Giovedì 12 marzo
ore 9 maxi aula 3
al tribunale di Torino
requisitoria del PM per la seconda tranche del processone agli antirazzisti torinesi.
Poi la prima delle arringhe della difesa
Martedì 13 aprile la sentenza
Il 22 aprile verrà emessa la sentenza per la prima tranche, per cui gli stessi PM hanno chiesto quasi 80 di reclusione, con pene tra l’anno e mezzo e i cinque anni e sei mesi.
Era il luglio del 2008. A Torino in via Germagnano, tra le baracche dei rom i bambini giocavano nel fango e tra i topi. L’alluvione di primavera per poco non si era mangiata tende e lamiere. Alcune famiglie, stanche di una miseria che aveva segnato ogni momento delle loro vite, decisero di prendersi la loro parte di futuro, occupando una palazzina dell’Enel in via Pisa. La casa era abbandonata all’incuria da molti anni. Ad un balcone c’era lo striscione con la scritta “casa per tutti!”
Uomini donne e bambini hanno dormito sotto ad un tetto sino al 15 luglio: per alcuni era la prima volta.
La mattina di quel giorno le truppe dello Stato in tenuta antisommossa fecero irruzione nell’edificio: i bambini, spaventati, si svegliarono urlando. Fuori li aspettava un pullman della GTT che li ha riportati alle baracche di via Germagnano.
Due giorni dopo, era il 17 luglio, in piazza d’Armi, nell’ambito del festival ARCIpelago era prevista una tavola rotonda. Politici e professori dovevano parlare di “Paure metropolitane”: tra loro Ilda Curti, assessore con la delega all’integrazione degli immigrati.
Non potevano mancare gli antirazzisti. Armati di striscione, volantini e megafono hanno parlato a Curti delle paure di chi, giorno dopo giorno, vive ai margini di una città che spende per giochi e spettacoli ma permette che i bambini crescano senza una casa.
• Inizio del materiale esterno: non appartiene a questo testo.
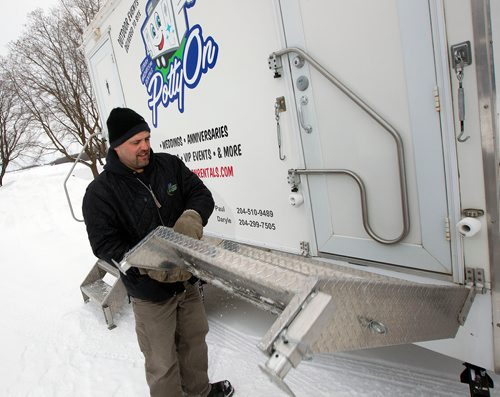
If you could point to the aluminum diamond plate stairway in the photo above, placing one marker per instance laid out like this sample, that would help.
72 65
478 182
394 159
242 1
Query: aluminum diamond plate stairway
323 307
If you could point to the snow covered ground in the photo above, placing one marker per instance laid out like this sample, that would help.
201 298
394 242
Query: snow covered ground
52 344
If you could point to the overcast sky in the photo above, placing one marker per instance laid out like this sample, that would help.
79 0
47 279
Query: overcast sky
13 17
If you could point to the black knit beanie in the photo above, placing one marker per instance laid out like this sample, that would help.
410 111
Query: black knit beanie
123 124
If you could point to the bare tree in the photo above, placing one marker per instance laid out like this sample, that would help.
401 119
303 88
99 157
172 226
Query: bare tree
18 140
50 76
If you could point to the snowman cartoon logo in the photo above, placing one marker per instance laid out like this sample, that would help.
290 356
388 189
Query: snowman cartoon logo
164 28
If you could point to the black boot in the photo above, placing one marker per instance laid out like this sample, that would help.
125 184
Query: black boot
221 389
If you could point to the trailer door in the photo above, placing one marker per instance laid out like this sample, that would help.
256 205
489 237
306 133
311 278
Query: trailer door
383 51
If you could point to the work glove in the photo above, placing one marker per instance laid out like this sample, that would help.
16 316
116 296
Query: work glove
190 224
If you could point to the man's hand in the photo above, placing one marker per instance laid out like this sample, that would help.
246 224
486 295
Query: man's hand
190 224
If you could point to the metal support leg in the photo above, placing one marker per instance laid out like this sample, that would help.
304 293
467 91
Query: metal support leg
296 340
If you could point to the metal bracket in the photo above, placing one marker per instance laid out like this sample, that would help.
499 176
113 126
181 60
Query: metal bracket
474 280
293 179
474 277
274 62
472 212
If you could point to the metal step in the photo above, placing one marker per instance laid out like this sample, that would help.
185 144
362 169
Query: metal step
324 307
109 297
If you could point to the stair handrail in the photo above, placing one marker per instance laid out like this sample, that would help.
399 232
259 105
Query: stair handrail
380 120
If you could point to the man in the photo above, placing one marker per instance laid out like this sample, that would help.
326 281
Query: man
138 191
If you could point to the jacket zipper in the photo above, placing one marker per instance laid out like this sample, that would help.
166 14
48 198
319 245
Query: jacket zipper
157 203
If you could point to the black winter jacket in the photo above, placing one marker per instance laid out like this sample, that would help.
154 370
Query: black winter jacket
119 211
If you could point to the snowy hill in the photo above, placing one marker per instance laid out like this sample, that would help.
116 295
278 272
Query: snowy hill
55 345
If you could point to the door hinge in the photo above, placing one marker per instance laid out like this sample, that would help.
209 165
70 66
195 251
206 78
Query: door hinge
304 248
437 101
447 233
474 277
474 280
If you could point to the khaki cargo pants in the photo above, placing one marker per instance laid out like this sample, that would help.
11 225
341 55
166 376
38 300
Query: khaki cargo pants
171 336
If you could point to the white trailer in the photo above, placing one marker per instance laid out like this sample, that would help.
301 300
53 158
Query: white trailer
363 134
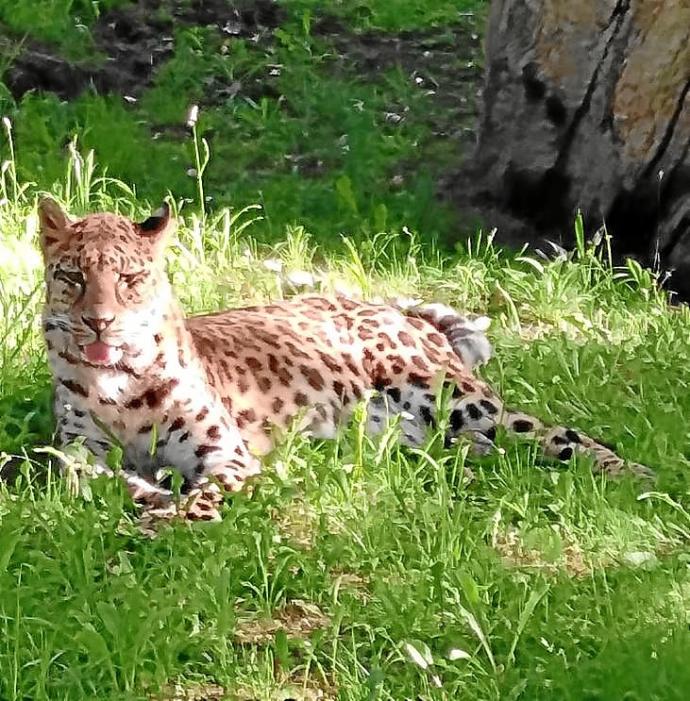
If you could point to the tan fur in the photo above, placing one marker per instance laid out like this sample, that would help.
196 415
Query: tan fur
211 392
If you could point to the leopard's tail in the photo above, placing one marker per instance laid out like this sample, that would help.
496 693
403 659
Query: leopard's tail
562 443
466 335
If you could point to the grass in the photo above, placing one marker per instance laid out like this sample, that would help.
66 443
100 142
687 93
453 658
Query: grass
308 133
355 569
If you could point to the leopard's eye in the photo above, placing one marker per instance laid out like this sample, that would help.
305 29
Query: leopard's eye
71 277
131 279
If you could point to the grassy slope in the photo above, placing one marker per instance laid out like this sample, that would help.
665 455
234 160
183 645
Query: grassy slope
554 583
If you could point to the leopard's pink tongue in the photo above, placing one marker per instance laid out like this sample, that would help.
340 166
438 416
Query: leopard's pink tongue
99 352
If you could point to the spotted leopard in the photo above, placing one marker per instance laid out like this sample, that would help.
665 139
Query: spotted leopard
208 394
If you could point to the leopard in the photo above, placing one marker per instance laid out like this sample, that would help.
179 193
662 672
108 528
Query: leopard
208 396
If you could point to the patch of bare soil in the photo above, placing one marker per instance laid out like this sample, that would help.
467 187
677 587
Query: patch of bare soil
297 619
135 40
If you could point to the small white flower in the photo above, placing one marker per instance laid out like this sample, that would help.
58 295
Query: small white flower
416 656
193 116
301 278
458 654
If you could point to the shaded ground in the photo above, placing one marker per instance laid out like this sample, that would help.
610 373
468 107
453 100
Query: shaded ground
134 41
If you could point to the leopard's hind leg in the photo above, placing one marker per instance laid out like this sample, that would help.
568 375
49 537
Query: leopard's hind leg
474 413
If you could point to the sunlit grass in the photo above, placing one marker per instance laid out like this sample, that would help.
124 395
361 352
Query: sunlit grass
358 568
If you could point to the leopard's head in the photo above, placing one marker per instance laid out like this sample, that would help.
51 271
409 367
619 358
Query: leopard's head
106 287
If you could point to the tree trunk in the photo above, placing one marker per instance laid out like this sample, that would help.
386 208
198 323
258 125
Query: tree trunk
587 106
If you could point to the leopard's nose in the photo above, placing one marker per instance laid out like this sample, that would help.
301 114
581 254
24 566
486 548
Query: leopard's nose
98 324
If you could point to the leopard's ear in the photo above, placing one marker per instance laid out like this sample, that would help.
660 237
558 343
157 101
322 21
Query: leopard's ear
158 226
54 224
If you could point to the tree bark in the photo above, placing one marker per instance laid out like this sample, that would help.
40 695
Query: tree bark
587 106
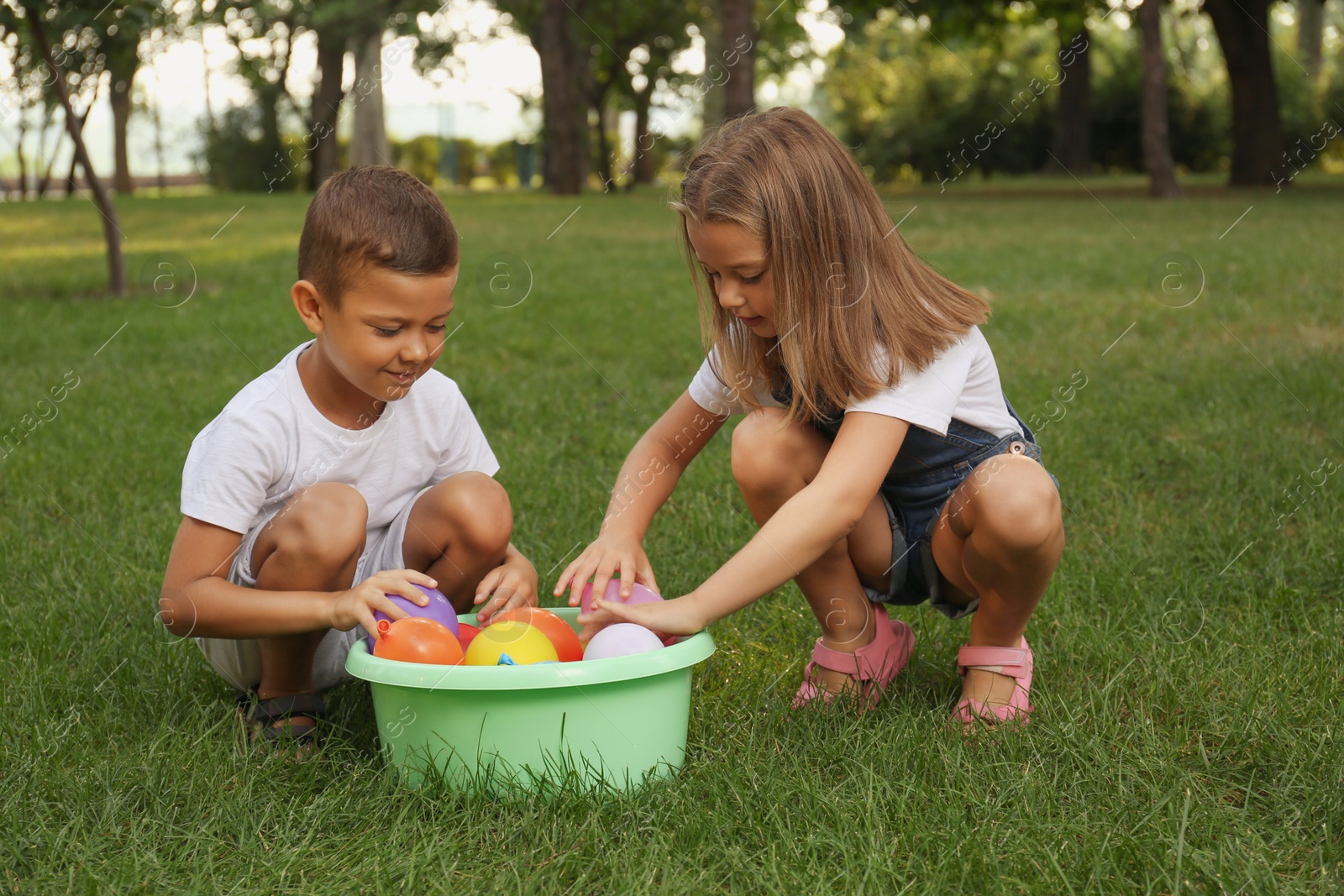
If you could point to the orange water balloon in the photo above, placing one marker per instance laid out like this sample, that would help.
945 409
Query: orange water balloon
417 640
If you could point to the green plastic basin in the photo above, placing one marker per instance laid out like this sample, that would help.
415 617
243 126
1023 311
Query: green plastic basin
616 723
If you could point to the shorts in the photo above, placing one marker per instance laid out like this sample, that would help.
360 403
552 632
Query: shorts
916 492
239 661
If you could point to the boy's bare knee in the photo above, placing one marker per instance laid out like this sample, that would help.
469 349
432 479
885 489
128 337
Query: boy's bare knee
477 508
326 524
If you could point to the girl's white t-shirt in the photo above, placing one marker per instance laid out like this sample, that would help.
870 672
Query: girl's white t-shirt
960 385
270 441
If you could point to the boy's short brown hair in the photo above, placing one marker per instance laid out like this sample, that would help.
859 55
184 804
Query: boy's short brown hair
375 215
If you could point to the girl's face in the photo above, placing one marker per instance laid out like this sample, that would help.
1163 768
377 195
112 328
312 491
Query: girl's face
736 262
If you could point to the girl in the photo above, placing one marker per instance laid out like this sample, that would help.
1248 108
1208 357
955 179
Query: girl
878 454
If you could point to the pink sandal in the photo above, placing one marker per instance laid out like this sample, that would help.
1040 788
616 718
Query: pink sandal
874 664
1015 663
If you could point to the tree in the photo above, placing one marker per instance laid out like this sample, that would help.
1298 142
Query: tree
1072 148
1158 152
60 18
120 34
564 73
1310 24
1242 27
333 38
369 141
738 56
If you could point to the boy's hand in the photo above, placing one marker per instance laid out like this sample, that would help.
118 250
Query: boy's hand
609 557
512 584
356 606
679 616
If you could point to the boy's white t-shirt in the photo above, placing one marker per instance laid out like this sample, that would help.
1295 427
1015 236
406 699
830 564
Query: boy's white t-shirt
270 441
961 383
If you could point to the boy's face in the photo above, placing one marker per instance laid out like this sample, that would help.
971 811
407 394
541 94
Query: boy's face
389 329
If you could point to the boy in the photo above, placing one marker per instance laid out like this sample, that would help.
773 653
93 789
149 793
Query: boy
349 472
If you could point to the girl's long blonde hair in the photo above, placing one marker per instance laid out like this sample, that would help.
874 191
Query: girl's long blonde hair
846 284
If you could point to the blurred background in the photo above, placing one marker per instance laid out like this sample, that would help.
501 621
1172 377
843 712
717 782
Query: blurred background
174 96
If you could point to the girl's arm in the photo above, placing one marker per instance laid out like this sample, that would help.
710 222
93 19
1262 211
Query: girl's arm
645 481
803 530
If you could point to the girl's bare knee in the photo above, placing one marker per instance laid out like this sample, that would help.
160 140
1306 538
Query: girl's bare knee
768 452
1019 506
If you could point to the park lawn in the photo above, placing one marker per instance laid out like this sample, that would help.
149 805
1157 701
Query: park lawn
1189 653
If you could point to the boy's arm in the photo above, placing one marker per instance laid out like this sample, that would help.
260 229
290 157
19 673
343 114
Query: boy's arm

Curti non tollera la contestazione, da in escandescenze ed abbandona il palco.
Il giorno dopo fila dalla polizia e sporge denuncia.
Cinque anni dopo la casa di via Pisa è ancora vuota. Gli antirazzisti sono stati rinviati a giudizio.
Oggi quella protesta è entrata nel fascicolo del processo contro tanti antirazzisti, che lottarono e lottano contro le deportazioni, la schiavitù del lavoro migrante, la militarizzazione delle strade.
I 67 attivisti coinvolti nel processone sono accusati di fare volantini, manifesti, di lanciare slogan, di dare solidarietà ai reclusi nei CIE, di contrastare la politica securitaria del governo e dell’amministrazione comunale.
L’impianto accusatorio della procura si basa su banali iniziative di contestazione.
L’occupazione simbolica dell’atrio del Museo egizio – 29 giugno 2008 – per ricordare l’operaio egiziano ucciso dal padrone per avergli chiesto il pagamento del salario; la giornata – 11 luglio 2008 – contro la proposta di prendere le impronte ai bambini rom di fronte alla sede leghista di largo Saluzzo; la protesta – 20 marzo 2009 – alla lavanderia “La nuova”, che lava i panni al CIE di corso Brunelleschi… ma l’elenco è molto più lungo. Decine iniziative messe insieme per costruire un apparato accusatorio capace di portare in galera un po’ di antirazzisti.
Se la procura di Torino credeva di poter rinchiudere le storie di quella stagione di lotte in un’aula di tribunale si sbaglia. Queste storie gli antirazzisti le stanno portando per le strade e per le piazze di Torino. Una città dove, oggi come allora c’è chi lotta contro un sistema sociale feroce.